Abdullah Al-Qwabani

Personal information
- Born: 2 March 1999 (age 27) Aden, Yemen

Sport
- Country: Yemen
- Sport: Track and field
- Event: long-distance running

= Abdullah Al-Qwabani =

Yemeni long-distance runner

Abdullah Al-Qwabani (born 2 March 1999) is a male Yemeni long-distance runner. He competed in the 5000 metres event at the 2015 World Championships in Athletics in Beijing, China.

Al-Qwabani began training in 2014, only one year before his first global championship, while he was still in school. He got his start in running through a development program by the IAAF. He aimed to study medicine after his athletic career was over.

At the World Championships, Al-Qwabani received widespread media attention for running his entire 5000 m heat barefoot. Despite finishing in last place, Al-Qwabani's performance was lauded and contrasted with the approach of Mo Farah in his heat. He did not speak English or Chinese and had to communicate with media using an Arabic translation app on his phone.

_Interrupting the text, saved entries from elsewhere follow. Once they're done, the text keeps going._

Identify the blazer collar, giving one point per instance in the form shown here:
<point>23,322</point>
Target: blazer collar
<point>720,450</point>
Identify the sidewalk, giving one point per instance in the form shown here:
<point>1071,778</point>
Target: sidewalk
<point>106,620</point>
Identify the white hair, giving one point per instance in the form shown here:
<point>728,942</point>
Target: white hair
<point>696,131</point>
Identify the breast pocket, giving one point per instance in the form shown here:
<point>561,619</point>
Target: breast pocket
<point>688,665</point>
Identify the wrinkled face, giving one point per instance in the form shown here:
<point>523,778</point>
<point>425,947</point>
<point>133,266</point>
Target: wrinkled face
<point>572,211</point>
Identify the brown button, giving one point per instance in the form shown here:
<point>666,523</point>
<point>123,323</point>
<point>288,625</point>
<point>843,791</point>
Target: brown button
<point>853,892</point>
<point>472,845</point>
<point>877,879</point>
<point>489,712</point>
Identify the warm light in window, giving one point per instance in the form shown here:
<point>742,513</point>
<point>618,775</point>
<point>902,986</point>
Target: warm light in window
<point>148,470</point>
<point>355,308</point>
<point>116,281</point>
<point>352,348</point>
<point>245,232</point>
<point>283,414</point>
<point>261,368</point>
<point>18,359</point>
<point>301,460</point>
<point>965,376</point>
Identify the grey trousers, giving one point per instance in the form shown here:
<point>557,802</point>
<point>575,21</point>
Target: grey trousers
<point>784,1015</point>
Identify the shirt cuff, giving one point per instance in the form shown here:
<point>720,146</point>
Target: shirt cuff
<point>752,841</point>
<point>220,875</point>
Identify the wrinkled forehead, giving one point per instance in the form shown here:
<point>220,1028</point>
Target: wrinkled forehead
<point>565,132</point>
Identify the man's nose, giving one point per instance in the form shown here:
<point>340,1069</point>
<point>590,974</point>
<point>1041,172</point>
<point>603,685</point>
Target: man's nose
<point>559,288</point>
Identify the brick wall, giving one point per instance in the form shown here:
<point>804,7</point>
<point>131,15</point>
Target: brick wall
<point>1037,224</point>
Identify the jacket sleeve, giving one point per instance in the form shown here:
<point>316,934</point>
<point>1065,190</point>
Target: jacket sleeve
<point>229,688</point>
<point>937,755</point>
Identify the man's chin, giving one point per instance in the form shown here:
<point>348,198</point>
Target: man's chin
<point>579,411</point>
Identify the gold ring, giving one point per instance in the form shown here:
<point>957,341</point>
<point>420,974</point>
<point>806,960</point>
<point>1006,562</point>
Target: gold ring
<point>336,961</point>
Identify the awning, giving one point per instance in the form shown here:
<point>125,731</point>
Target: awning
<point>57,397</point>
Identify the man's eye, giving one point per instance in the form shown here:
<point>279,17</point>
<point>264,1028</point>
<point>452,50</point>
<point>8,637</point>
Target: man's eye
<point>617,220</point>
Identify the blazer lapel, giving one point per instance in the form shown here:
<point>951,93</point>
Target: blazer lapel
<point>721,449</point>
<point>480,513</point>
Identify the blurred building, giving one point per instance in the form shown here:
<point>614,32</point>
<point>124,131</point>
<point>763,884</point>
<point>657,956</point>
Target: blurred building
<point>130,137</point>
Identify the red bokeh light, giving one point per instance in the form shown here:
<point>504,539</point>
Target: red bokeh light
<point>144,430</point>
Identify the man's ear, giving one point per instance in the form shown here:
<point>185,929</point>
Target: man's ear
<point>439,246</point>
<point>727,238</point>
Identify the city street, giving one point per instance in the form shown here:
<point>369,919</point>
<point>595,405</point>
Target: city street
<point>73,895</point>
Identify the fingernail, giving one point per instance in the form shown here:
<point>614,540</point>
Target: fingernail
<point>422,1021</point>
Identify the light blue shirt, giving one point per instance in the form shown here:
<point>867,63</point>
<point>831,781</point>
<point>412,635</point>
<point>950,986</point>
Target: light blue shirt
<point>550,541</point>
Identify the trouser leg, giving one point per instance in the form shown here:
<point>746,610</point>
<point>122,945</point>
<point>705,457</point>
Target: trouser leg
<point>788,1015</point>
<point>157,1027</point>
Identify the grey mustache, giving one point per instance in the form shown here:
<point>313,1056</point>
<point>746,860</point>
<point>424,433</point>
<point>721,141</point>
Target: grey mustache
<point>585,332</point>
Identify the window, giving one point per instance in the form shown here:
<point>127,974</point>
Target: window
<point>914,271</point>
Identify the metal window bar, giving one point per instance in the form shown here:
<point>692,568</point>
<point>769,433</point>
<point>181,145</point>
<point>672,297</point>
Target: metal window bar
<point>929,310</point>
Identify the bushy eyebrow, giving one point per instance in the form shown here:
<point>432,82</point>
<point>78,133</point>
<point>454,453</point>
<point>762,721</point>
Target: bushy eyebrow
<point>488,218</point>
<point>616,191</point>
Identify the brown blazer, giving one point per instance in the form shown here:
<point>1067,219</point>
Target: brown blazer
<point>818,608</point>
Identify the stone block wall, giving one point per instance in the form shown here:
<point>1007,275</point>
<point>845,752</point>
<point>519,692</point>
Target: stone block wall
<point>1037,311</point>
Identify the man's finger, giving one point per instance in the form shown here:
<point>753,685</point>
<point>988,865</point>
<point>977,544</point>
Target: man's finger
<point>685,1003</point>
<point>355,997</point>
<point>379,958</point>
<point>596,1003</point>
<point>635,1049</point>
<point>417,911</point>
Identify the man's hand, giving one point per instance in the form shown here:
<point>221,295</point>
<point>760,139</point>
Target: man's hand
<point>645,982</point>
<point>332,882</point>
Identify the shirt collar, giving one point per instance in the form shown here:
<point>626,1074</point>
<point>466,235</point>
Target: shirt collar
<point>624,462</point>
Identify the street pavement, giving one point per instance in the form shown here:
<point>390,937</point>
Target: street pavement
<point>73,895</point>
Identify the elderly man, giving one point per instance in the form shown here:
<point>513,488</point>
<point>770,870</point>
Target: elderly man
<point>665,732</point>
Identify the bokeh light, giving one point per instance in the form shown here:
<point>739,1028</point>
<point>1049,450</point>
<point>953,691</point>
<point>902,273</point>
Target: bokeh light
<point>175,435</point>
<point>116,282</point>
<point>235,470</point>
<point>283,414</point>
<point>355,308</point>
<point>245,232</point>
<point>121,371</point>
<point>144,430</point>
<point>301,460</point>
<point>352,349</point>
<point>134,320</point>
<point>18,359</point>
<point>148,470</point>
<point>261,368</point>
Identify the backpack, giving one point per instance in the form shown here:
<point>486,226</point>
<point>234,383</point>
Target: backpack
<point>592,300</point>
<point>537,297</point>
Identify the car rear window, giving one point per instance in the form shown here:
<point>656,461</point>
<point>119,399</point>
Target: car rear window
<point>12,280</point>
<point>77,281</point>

His time of 16:02.55 was a personal best. He said after, "I love running barefoot. It feels so good to touch the ground". Spectators cheered on his performance, and it was compared to that of Abebe Bikila and Zola Budd. He was said to have almost been run over as the field lapped him. Fellow competitor Caleb Ndiku said of him after the race, "He looks quite young and needs more experience [...] But he can become a good one".

In 2017, he competed in the junior men's race at the 2017 IAAF World Cross Country Championships held in Kampala, Uganda.